Thermally stable SiO2@TiO2 core@shell nanoparticles for application in photocatalytic self-cleaning ceramic tiles

Photocatalyst-coated self-cleaning ceramic tiles are in high demand for indoor and outdoor applications aimed at keeping a clean environment. Their industrial processing, however, often requires firing at temperature (1000-1200 degrees C) much higher than the thermal stability limits of common photocatalysts (<1000 degrees C) which results a significant loss in self-cleaning activity of the tiles. To address this issue, we have coated commercial ceramic tiles with thermally stable core@shell SiO2@TiO2 particles, which even after single-fire industrial treatment (1000-1140 degrees C), exhibit excellent self-cleaning activity, much higher than that of control tiles prepared with commercial benchmark P25 TiO2 photocatalyst. Importantly, the photocatalytic activity of SiO2@TiO2 particles, in both powder form and as coatings on ceramic tiles, enhanced with the increase in calcination temperature (to as high as 1000-1140 degrees C) which is in sharp contrast to the normal photocatalytic behavior of unsupported TiO2. This article explores in details the exceptionally high and industrially relevant thermal stability of silica-supported anatase nanocrystals (5 nm) (SiO2@TiO2) against phase transition and crystallite growth and brings new insight into the effect of core@shell configuration on the thermal stability and photoactivity of SiO2@TiO2 particles. A comprehensive discussion on the relationship between core@shell structure, thermal stability and photoactivity is presented.
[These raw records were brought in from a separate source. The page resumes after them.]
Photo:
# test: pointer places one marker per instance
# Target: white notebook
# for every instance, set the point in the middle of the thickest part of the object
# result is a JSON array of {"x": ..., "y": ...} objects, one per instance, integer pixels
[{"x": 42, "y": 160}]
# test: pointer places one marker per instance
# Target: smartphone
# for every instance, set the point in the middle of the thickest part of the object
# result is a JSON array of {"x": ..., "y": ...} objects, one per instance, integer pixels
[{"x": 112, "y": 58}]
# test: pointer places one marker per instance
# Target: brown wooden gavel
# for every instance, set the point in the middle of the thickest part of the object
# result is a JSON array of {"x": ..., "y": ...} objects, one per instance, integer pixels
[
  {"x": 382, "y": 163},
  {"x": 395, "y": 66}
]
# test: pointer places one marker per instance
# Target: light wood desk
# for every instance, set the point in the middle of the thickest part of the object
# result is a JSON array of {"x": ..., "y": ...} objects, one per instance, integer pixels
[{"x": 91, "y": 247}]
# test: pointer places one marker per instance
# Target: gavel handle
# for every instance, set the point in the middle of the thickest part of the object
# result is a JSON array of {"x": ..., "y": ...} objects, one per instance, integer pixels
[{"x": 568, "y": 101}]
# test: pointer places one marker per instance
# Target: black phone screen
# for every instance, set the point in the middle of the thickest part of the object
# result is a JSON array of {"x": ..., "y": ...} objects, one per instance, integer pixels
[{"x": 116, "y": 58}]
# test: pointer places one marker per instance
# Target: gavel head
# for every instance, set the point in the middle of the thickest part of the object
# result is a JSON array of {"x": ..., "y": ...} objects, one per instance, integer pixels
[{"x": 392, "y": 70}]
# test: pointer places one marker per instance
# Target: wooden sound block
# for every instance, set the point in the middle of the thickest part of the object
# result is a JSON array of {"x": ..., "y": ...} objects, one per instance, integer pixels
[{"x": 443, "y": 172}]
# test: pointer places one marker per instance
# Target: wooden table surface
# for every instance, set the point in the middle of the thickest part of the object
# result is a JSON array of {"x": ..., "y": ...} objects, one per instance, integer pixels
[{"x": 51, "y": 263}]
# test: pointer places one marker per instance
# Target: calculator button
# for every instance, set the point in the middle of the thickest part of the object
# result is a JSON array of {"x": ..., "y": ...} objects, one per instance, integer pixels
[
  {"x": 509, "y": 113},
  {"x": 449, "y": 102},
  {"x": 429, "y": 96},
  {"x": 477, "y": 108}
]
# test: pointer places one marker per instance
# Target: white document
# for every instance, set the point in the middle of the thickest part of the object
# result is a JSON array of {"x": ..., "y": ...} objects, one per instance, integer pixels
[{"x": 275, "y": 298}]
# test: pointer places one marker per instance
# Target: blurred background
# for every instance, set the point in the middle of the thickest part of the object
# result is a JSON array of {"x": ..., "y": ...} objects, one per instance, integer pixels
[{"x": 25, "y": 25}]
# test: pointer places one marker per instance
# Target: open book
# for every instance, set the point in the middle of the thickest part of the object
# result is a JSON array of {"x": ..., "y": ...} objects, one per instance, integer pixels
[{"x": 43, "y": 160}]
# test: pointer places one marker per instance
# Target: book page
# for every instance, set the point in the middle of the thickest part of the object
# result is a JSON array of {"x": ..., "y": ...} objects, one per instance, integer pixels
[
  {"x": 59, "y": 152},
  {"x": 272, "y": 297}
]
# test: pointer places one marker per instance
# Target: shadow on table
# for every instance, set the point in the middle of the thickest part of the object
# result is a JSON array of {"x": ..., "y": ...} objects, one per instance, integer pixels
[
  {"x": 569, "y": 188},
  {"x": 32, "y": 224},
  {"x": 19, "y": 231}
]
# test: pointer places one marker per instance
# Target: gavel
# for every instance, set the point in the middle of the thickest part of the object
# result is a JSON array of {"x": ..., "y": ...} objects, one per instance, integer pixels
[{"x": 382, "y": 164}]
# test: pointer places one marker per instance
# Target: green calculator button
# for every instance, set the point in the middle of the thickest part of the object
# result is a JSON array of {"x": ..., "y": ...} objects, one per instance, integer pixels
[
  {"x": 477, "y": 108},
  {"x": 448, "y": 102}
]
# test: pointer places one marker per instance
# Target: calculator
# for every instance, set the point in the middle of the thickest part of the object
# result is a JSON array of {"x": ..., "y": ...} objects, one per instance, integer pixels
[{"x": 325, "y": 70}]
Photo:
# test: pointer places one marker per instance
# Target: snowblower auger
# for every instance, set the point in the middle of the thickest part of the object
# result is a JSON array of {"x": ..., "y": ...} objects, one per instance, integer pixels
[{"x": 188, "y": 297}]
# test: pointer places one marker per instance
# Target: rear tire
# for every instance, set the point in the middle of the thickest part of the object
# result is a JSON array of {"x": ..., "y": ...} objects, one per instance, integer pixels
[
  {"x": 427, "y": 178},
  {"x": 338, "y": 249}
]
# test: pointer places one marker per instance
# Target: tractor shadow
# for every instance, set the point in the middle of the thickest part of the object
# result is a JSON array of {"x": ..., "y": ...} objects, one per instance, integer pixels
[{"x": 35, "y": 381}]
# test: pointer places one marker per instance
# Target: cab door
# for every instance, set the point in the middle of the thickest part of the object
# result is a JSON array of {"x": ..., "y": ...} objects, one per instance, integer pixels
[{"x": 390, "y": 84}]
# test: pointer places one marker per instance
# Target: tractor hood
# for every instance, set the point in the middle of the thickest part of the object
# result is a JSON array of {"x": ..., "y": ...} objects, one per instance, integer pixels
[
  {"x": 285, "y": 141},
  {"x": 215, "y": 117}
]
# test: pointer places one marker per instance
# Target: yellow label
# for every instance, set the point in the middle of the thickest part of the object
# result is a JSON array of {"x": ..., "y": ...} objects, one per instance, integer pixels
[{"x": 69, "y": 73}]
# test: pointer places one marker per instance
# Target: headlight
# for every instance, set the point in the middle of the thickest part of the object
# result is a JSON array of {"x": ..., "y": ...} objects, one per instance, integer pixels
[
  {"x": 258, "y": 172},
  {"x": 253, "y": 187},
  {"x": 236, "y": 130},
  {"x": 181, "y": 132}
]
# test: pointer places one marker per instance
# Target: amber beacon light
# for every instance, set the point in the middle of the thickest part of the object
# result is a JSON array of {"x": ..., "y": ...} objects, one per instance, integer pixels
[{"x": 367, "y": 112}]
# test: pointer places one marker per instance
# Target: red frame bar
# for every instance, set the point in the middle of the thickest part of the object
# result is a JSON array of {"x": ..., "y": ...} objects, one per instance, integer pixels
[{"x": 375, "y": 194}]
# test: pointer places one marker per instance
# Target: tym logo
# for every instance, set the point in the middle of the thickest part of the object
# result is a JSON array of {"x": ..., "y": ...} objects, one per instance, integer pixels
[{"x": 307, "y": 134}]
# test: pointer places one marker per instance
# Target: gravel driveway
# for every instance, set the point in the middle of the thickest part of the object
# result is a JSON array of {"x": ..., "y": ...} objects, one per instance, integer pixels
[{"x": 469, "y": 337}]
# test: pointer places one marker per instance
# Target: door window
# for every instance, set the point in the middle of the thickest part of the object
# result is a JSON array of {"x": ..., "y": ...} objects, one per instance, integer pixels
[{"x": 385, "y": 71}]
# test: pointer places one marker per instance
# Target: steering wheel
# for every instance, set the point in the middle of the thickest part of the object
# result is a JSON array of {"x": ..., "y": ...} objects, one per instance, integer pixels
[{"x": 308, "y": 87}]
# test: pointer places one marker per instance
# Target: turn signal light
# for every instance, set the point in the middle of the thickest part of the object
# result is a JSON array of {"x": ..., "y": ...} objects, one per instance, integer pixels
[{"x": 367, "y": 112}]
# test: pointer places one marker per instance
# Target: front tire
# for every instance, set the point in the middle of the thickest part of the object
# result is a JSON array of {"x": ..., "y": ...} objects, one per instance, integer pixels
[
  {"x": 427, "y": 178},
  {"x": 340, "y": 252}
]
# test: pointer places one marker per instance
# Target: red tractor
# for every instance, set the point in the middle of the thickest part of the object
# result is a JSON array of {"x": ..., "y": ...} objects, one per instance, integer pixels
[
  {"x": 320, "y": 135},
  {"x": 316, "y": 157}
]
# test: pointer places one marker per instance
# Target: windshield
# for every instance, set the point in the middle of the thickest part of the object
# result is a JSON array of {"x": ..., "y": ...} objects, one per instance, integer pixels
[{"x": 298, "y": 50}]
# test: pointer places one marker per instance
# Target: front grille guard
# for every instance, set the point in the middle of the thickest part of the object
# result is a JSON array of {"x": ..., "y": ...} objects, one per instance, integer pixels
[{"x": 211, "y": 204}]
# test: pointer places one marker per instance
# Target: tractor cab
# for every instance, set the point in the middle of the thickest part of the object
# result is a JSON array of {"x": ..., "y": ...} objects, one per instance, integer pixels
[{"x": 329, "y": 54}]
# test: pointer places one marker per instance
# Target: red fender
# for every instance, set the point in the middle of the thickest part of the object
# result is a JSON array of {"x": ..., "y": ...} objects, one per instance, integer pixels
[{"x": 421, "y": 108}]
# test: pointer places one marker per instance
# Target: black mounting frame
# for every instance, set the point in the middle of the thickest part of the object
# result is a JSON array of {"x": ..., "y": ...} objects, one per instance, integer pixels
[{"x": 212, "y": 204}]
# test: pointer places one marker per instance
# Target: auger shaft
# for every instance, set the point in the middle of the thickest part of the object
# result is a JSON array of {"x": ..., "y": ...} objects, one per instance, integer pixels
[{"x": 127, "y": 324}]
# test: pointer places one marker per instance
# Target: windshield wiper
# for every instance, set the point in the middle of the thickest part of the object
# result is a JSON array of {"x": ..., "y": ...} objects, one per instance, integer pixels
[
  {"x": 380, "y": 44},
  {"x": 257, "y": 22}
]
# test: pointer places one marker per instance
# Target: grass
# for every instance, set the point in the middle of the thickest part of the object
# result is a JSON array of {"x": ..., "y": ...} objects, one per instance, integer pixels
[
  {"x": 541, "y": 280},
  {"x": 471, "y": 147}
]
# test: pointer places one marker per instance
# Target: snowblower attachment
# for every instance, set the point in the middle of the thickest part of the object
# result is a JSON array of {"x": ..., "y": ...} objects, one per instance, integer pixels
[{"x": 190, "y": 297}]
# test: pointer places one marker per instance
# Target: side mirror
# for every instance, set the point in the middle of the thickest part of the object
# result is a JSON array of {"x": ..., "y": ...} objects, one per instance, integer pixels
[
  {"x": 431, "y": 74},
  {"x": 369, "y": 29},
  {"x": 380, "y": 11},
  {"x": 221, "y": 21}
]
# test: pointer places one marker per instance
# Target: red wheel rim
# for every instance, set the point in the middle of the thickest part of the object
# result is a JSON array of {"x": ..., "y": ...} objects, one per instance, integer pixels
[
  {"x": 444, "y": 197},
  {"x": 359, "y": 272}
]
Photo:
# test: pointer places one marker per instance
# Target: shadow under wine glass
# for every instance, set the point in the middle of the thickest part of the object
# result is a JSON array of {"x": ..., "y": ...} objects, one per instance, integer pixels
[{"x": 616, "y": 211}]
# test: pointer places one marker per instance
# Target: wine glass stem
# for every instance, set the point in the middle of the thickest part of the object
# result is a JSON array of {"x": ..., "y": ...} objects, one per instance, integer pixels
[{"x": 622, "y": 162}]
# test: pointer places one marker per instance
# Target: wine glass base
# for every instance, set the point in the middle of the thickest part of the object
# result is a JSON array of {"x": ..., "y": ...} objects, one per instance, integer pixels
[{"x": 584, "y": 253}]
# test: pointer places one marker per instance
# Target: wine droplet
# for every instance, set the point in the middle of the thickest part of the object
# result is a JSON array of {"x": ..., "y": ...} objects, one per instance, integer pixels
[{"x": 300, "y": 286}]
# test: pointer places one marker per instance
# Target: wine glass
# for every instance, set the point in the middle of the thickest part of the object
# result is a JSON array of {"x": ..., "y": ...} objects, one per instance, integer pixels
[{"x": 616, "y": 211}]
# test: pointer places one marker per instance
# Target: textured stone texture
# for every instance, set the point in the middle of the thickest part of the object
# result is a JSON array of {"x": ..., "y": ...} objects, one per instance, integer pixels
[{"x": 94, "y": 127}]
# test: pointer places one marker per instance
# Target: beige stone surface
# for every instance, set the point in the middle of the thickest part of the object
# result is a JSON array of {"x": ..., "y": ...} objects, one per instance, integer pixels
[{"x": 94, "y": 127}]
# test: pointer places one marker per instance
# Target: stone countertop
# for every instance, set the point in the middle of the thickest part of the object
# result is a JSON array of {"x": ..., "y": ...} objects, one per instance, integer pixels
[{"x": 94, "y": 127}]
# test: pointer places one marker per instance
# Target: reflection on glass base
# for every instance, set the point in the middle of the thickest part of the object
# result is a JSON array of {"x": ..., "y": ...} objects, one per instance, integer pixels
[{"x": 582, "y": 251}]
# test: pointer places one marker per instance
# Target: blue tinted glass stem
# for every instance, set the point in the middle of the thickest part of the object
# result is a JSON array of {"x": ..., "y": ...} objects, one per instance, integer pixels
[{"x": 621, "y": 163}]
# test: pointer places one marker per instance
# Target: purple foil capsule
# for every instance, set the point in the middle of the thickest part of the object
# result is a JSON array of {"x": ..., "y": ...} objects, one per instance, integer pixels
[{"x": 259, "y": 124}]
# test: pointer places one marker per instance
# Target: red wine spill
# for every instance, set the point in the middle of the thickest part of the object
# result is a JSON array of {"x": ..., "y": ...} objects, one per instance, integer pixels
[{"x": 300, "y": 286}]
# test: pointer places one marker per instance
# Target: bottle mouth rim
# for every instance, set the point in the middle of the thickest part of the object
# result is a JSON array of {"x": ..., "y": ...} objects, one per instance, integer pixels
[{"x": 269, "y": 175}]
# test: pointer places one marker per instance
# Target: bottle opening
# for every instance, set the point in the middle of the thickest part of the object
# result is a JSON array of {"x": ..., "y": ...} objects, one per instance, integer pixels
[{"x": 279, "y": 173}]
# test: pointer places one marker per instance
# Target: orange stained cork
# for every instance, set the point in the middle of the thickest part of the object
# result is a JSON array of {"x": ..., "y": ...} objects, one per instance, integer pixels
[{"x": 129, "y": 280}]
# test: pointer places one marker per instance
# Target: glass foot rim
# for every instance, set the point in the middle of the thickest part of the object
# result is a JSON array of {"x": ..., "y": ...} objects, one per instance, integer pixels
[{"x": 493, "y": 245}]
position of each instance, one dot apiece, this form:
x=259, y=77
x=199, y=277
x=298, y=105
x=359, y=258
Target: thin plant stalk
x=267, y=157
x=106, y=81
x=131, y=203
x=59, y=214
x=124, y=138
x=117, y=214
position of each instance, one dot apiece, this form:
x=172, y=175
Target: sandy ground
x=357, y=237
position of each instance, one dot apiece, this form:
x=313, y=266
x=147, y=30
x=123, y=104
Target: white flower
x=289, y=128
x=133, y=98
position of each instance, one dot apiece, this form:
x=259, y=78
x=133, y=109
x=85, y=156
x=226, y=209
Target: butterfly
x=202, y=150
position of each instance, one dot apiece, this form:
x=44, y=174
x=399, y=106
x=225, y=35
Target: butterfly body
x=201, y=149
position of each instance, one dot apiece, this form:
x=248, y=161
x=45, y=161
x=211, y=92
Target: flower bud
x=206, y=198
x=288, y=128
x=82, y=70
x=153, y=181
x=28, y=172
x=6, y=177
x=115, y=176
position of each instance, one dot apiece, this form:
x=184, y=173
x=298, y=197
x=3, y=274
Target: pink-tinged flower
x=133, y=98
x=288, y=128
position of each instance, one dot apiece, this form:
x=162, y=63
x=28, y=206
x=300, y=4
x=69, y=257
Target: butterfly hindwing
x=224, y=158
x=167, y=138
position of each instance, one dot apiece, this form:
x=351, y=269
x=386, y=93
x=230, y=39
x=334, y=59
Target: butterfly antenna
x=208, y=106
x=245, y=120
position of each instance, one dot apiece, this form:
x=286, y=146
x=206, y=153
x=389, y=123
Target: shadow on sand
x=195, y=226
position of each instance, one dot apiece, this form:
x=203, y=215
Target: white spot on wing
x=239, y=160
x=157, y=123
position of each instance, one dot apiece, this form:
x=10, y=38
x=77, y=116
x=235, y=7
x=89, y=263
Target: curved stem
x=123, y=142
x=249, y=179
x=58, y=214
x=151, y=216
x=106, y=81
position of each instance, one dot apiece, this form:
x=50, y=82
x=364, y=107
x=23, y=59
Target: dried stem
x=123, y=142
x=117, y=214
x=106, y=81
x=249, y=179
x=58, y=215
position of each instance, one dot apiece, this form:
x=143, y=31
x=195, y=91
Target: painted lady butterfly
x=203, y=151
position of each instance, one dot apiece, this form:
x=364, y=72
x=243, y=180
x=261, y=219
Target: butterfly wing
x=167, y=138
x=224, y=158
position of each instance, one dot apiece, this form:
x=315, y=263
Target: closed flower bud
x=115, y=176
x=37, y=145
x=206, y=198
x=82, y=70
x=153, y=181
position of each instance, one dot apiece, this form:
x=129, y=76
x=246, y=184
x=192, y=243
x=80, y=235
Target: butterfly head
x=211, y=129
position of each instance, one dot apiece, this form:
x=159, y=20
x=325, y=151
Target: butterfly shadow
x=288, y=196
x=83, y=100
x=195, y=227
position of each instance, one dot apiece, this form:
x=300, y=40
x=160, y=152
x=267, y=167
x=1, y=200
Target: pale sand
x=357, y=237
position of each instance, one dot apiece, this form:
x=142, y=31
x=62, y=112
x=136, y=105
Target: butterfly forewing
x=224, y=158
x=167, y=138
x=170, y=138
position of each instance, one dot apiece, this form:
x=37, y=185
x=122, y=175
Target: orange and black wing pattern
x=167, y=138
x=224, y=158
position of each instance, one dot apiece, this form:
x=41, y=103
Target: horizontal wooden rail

These SiO2@TiO2 particles with ideal physicochemical characteristics (small phase-pure anatase nanocrystals with higher resistance towards crystallite growth, phase transformation or surface-area loss upon calcination) are ideal photocatalytic materials for efficient photodegradation of organic pollutants for effective environmental remediation and other applications that involve high-temperature processing such as self-cleaning coatings and photocatalytic ceramics. (AU)